The lift had carried Granger up to the loading area. There, he had picked up an executive escape glider before climbing the ladder to the top of Ayers Rock. Four clusters of solar panels marred the top of Uluru. Granger looked underneath the panels, between their supporting steel girders, and scanned across the flat planes of the sun collectors.

He couldn’t see anyone up here, at least no one still standing. He couldn’t take any chances, though. Some of the bodies that were sprawled in the sand might still be clinging to life, and might raise the alarm if they saw him.

Granger ducked beneath an array of solar panels. He crouched down in the diffused moonlight beneath them, and pulled the glider harness onto his shoulders.

A shadow fell over him. Granger looked up, saw a dark shape in the sky between the translucent panels and the moon. A flock of cockatoos, he thought at first.

But, no, this shape was coming closer... It was plummeting towards him...

Granger flung himself aside as the solar panels exploded inwards.

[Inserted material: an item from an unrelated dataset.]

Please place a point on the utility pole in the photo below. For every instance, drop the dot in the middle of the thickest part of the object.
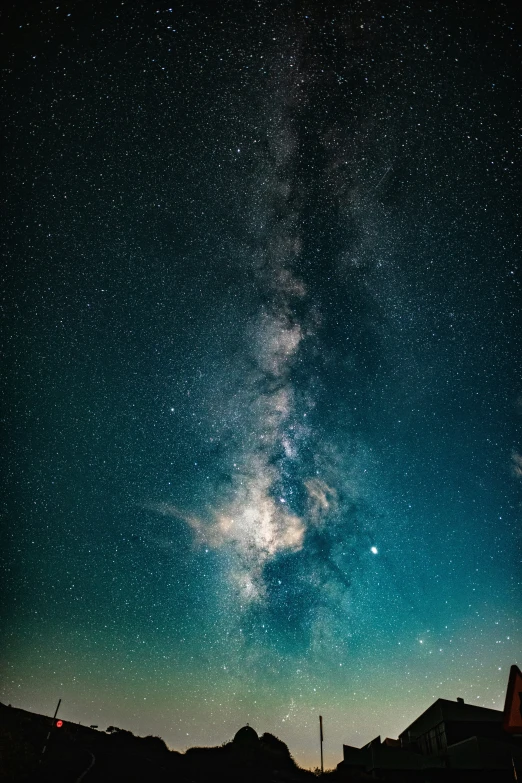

He hadn’t moved quite fast enough. He was struck by something soft, warm and heavy. A body, he realised. A human body. The breath was knocked out of Granger as he landed on his stomach, and the intruder landed on his back.

He threw up his hands to protect his head from a shower of glass shards.

Jonah had tried to get his feet under him. Instead, he had sent himself into a spin. The last thing he had managed to do before impact was curl up into a ball.

He had been lucky. Instead of hitting an unyielding rock surface, Jonah had crashed into and through a grid of fragile solar panels. He should still have hit the rock beneath the glass panels hard, but something had cushioned his fall.

He tested each of his limbs in turn, wiggling toes and fingers. He was smarting all over, but nothing appeared to be broken. He hoped the same could be said of the Chang Bridge device in his pocket.

Jonah heard a sickly groan. He leapt to his feet, alarmed. ‘Are you OK?’ he asked.

His ‘cushion’ was alive, doubled over in pain and cupping a hand over his face to conceal his features. As the man rose to his feet, however, Jonah caught a glint of moonlight off the man’s shiny, metallic legs.

‘Oh no,’ Jonah gasped. ‘It...it’s you, isn’t it?’

Matthew Granger sighed. There were some drawbacks to fame.

He dropped his hand from his face, to look closely at the kid who had landed on him. The Guardians were recruiting them young these days, he thought.

The kid didn’t look like much: too scrawny to pose any real physical threat.

He pounced while the kid was still reeling in surprise. He grabbed hold of him, spun him around, clamped a hand to his mouth and forced him to his knees. ‘I don’t want to have to hurt you,’ Granger hissed in the kid’s ear. ‘I just want to get out of here. But make the slightest sound, and I’ll snap your neck!’